US Gen Alpha don’t have as much control over waste management in their households, but their mindset around this topic is close to that of Gen Zs when thinking about the bigger picture around sustainability. Gen Alpha is looking to their government and brands to lead the charge with climate change and making sustainable products more available to them.
3. They’re passionate about inclusivity
According to the US Census, Gen Alpha will be the most diverse generation in history, and it’s shaping kids’ expectations. They’re looking for representation and inclusivity, and helping people is the number 1 priority for 12-15s in the States. Over 60% want to protect people from bullying and for everyone to be treated the same. These attitudes aren’t based on a Disney-inspired fairytale world, but a long-lasting desire to create a safer world for all.
3 in 10 Gen Alphas aged 12-15 believe it’s important to see all types of people in TV shows and movies.
Representation of ethnic and minority groups in games, TV, movies and media is key for this audience, helping kids in America to feel confident and empowered.
4. They’re spending more time online
Kids in the US don’t behave like kids globally when it comes to screen time. After Covid, many kids started taking a step back from their screens, but not in the States. Here, it shows no sign of easing off on the gas pedal. Parents are saying their children are using devices more frequently than last year, and it’s impacting on in-person experiences. Gen Alpha kids rank playing video games and scrolling on social media higher than spending time with friends, and joining after school clubs. Sports participation has seen the biggest drop in numbers, with 11% less playing after school and 17% less on the weekends.
And increased screen time is having another negative effect. Compared to the global average, US teens are 41% more likely to say they post everything they do on social media. But 11% less are saying it makes them feel good about themselves and 19% less are saying they think it shows people’s real lives, so while they may be more active, many are having a worse experience.

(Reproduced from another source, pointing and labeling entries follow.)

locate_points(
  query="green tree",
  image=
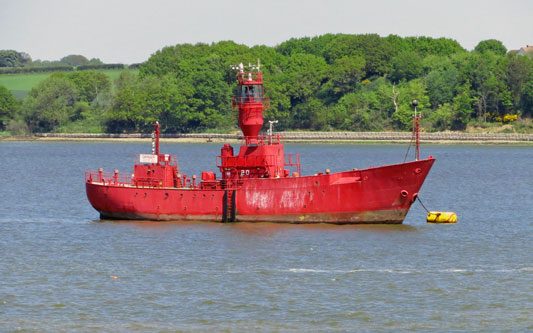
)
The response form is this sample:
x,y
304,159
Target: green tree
x,y
12,58
8,106
441,86
344,75
491,45
50,104
462,106
89,84
406,66
74,60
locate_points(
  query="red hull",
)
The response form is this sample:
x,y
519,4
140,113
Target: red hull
x,y
376,195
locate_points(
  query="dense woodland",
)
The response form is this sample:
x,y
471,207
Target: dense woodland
x,y
330,82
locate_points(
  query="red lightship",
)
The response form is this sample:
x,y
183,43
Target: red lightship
x,y
256,184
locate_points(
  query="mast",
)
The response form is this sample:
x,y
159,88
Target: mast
x,y
250,101
155,139
416,129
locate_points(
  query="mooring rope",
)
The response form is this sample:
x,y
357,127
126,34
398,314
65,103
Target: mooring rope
x,y
419,200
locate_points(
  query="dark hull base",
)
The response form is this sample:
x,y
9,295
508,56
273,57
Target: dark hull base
x,y
371,217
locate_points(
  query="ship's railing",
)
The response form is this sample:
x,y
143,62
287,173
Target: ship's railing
x,y
263,140
108,177
249,77
171,159
235,162
293,160
235,101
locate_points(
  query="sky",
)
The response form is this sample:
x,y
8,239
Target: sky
x,y
130,31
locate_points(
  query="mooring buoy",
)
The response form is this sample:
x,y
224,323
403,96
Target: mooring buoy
x,y
441,217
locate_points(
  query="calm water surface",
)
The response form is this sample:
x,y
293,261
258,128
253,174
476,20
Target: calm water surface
x,y
57,258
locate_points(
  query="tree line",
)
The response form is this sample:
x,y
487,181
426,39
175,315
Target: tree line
x,y
329,82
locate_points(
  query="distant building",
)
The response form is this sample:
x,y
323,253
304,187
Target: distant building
x,y
528,50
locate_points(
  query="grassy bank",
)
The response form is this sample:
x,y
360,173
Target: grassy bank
x,y
21,84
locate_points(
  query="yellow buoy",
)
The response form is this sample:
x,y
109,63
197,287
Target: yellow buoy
x,y
442,217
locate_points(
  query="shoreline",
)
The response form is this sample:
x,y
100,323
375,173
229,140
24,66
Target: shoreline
x,y
296,137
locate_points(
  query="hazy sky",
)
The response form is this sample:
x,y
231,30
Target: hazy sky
x,y
130,31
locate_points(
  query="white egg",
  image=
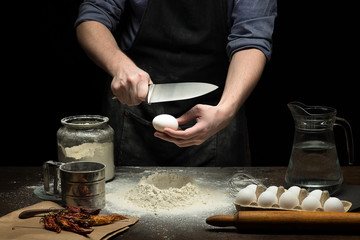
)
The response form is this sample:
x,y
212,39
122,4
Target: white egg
x,y
333,204
310,203
252,187
294,189
245,196
267,199
164,120
288,200
272,189
316,193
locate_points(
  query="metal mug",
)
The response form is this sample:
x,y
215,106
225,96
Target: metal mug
x,y
82,183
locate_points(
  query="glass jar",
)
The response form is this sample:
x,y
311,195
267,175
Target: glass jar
x,y
87,138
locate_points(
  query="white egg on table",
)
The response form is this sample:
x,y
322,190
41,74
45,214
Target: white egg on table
x,y
165,120
310,203
267,199
333,204
288,200
245,196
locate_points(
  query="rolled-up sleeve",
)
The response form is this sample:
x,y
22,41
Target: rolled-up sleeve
x,y
252,26
107,12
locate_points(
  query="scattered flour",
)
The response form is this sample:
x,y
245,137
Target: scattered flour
x,y
164,193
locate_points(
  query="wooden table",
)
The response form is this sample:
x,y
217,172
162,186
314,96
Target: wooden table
x,y
17,186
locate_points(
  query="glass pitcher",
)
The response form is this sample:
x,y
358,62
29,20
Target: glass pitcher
x,y
314,162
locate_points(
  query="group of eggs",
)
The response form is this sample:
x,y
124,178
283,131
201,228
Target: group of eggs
x,y
288,199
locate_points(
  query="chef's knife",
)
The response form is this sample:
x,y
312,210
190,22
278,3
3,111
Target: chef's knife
x,y
167,92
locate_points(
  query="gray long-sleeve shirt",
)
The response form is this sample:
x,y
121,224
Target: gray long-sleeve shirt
x,y
250,22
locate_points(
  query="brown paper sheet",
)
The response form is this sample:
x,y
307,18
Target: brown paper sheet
x,y
12,227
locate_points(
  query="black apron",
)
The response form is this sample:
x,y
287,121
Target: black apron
x,y
179,41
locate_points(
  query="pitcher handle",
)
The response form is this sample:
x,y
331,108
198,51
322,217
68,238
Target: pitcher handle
x,y
349,138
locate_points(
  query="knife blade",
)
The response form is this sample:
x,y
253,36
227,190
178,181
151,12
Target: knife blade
x,y
167,92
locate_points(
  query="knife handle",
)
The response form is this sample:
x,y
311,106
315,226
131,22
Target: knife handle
x,y
150,91
148,97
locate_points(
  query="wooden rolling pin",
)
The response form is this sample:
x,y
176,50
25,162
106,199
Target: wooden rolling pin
x,y
289,221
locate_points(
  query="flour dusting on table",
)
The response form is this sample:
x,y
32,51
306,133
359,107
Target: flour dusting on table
x,y
165,193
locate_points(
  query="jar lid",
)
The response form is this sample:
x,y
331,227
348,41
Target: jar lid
x,y
84,121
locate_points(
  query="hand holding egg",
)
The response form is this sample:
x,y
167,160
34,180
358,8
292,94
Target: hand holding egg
x,y
164,120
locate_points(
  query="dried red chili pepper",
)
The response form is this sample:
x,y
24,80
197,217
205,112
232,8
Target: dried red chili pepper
x,y
70,226
50,223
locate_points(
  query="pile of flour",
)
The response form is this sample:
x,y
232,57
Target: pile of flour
x,y
167,193
164,191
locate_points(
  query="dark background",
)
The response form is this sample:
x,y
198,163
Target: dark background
x,y
315,61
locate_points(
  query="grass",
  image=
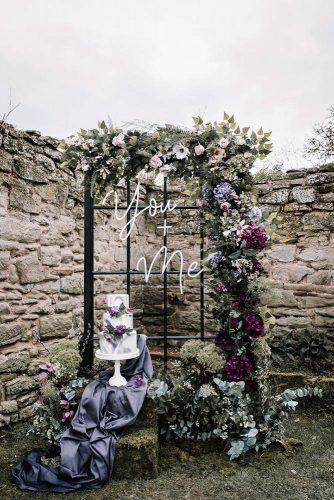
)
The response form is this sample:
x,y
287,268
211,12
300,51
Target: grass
x,y
303,470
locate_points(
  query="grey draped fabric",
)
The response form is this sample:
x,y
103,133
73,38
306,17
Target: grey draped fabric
x,y
88,446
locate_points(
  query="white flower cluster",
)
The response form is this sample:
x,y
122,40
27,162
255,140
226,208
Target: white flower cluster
x,y
206,390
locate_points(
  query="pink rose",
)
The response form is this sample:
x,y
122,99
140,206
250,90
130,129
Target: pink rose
x,y
223,142
118,140
225,206
155,161
199,149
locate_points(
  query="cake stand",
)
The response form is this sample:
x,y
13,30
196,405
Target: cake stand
x,y
117,379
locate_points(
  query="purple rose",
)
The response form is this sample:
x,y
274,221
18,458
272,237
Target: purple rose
x,y
220,287
253,324
234,322
215,258
113,311
64,404
206,192
224,342
120,329
237,367
224,192
254,237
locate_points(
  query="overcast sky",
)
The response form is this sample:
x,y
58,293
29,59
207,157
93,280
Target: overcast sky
x,y
70,63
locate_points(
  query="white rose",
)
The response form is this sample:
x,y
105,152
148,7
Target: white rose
x,y
223,142
240,141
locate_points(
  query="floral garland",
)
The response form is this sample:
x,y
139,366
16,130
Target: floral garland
x,y
215,158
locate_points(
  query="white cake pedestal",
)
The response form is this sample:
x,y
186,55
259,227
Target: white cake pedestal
x,y
117,379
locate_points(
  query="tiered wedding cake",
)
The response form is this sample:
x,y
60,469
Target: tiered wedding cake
x,y
117,336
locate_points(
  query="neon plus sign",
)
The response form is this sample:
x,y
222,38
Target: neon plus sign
x,y
165,227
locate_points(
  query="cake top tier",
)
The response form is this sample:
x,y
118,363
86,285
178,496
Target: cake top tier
x,y
117,299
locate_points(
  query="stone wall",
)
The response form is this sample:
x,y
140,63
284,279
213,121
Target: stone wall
x,y
41,261
300,264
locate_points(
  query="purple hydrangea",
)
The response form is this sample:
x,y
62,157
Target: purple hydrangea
x,y
254,237
215,258
113,311
224,192
206,192
253,324
221,287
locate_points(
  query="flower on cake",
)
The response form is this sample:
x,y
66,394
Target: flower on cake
x,y
199,149
224,192
155,161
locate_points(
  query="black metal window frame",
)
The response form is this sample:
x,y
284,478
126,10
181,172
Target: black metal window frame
x,y
87,344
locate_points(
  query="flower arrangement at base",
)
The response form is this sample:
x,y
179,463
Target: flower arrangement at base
x,y
197,402
59,394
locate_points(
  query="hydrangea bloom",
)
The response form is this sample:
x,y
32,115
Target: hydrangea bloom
x,y
237,367
224,342
253,323
120,329
206,390
254,237
113,311
221,287
206,192
224,192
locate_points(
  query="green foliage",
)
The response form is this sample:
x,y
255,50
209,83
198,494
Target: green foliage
x,y
308,350
197,404
60,392
206,356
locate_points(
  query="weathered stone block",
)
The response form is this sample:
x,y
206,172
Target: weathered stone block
x,y
72,284
20,385
18,229
303,195
50,255
290,272
11,332
54,193
324,277
278,196
7,407
4,198
15,362
6,161
30,170
27,412
30,269
278,298
55,326
23,198
318,220
320,178
293,321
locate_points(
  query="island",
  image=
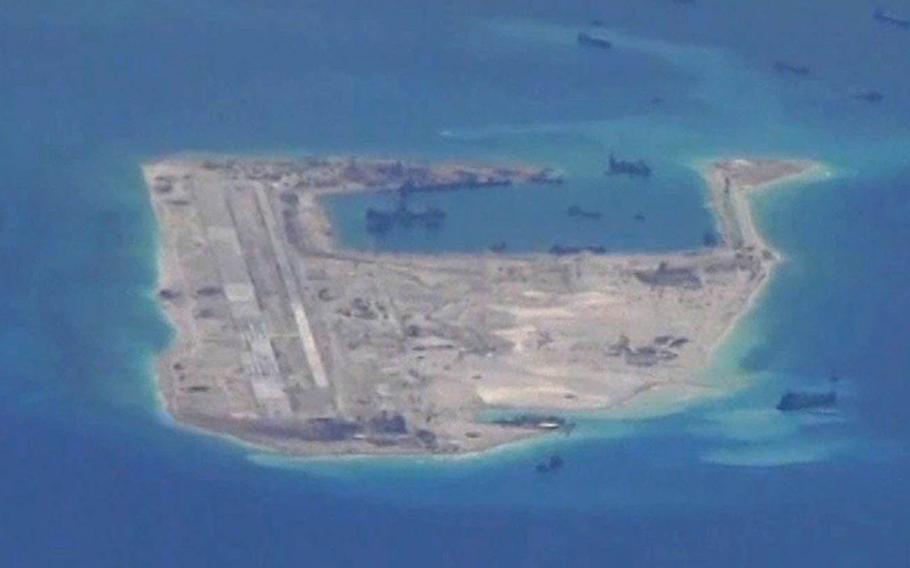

5. They love a trip to the movies
Going to the cinema is a classic pastime for kids spanning generations, and it’s no different for today’s Generation Alpha. We’ve seen a 39% increase in US 12-15s who say the movie theater is their favorite way to watch movies, a higher number than the global average. With many of the kids of today wanting to keep up with what’s trending, the opportunity to see films as soon as they come out is too good to miss.
But entertainment doesn’t just have to be visual for Gen Alpha.
Audio content like podcasts has seen a 10% rise in interest since last year.
Many in this generation want to listen to comedy and gaming related podcasts, and they also want to educate themselves, and energize their creativity. Despite a notable rise in screen time, US kids are still finding the time to switch off and simply listen.
Key takeaway for brands? Gen Alpha need brands to match their values
With these five key characteristics defining Generation Alpha, brands looking to understand and engage this audience need to match their morals and keep in mind the things that are important to the consumers of tomorrow.
Inclusivity and representation isn’t just a HR requirement, it’s an intrinsic need for Gen Alpha. Fostering a culture of acceptance is the ONLY way. Kids are looking to their parents, their government, and their favorite brands to help them make a change in the world around sustainability.While they might spend most of their time online, connectivity and authenticity are a big deal to Gen Alpha. Brands who appear insincere or out of touch won’t get far with this crowd. Offering a space where they can be themselves, connect with family and friends, as well as express their creativity is super important. Rising interest in gaming, building worlds, and having fun are the defining characteristics of this generation.
So there you have it, Generation Alpha – the first of its kind, and determined to forge their own path.